The footpath was partially overgrown. As they pushed through the thick growth they were brushed by rain soaked shrubbery and low tree branches. The rain soaked undergrowth wetted them and Jeffery started to worry about what Mrs. Burnett might say when he got home. As the going got rougher the kitten jumped around in the box and started to meow plaintively.
"How much further?" Jeffery wanted to know.
"Not much." Arthur cut away from the footpath and turned toward the house.
Off to the right the wall surrounding the manor had collapsed and Jeffery saw a wooded area beyond. "Why don't they have that repaired?" he asked.
"I don't think the Colonel can afford it. He's got this big house, but the servants say he's almost broke. He gets paid to have us evacuees here. That helps. They say he'll have to sell after the war. At one time he owned the woods on the other side of the wall. They got sold."
"Well what about his wife and children?"
"Lady Bartelby died a few years before the war. From new-monia. That's what Betsy said. She's the kitchen maid. We watch out for Betsy, she's not very nice and she don't like the evacuees."
"Why not?"
Arthur stopped and shrugged. "Search me."

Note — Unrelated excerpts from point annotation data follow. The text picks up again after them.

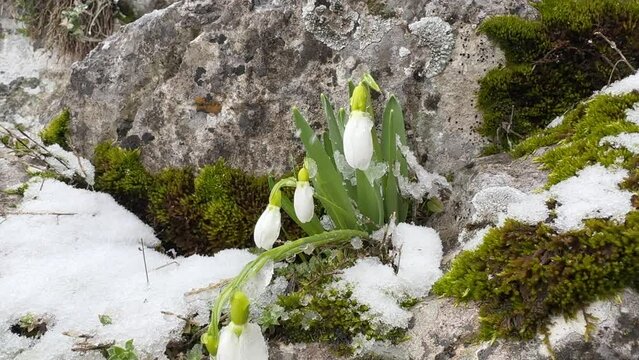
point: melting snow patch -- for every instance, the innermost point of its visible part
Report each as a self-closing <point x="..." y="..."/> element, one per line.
<point x="622" y="86"/>
<point x="632" y="115"/>
<point x="72" y="255"/>
<point x="593" y="193"/>
<point x="628" y="140"/>
<point x="377" y="286"/>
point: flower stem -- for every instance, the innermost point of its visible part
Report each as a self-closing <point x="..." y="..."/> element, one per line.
<point x="276" y="254"/>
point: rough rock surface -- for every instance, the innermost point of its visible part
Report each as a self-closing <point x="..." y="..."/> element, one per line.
<point x="205" y="79"/>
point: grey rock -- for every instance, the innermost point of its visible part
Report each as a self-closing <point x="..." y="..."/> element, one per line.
<point x="248" y="62"/>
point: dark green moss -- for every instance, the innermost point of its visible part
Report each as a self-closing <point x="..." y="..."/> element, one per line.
<point x="581" y="133"/>
<point x="523" y="274"/>
<point x="554" y="62"/>
<point x="120" y="172"/>
<point x="204" y="213"/>
<point x="57" y="131"/>
<point x="312" y="311"/>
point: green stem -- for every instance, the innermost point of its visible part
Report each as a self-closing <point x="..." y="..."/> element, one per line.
<point x="286" y="182"/>
<point x="276" y="254"/>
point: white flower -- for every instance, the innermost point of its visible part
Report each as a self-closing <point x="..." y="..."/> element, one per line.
<point x="249" y="345"/>
<point x="358" y="141"/>
<point x="303" y="201"/>
<point x="267" y="228"/>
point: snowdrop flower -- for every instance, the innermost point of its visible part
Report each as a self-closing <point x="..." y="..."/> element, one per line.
<point x="303" y="197"/>
<point x="267" y="228"/>
<point x="240" y="340"/>
<point x="358" y="140"/>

They were walking over short grass in full view of the house. Jeffery glanced over and saw a young female face at the window. "Somebody's watching us."
"That'll be Betsy. She spies on everybody. I told you, not nice. She won't tell, though, not unless there's something in it for her. I bet right now she's wondering what we've got in the box. We've got to fool her and find a place for the kitten to sleep so we can take the box out with us."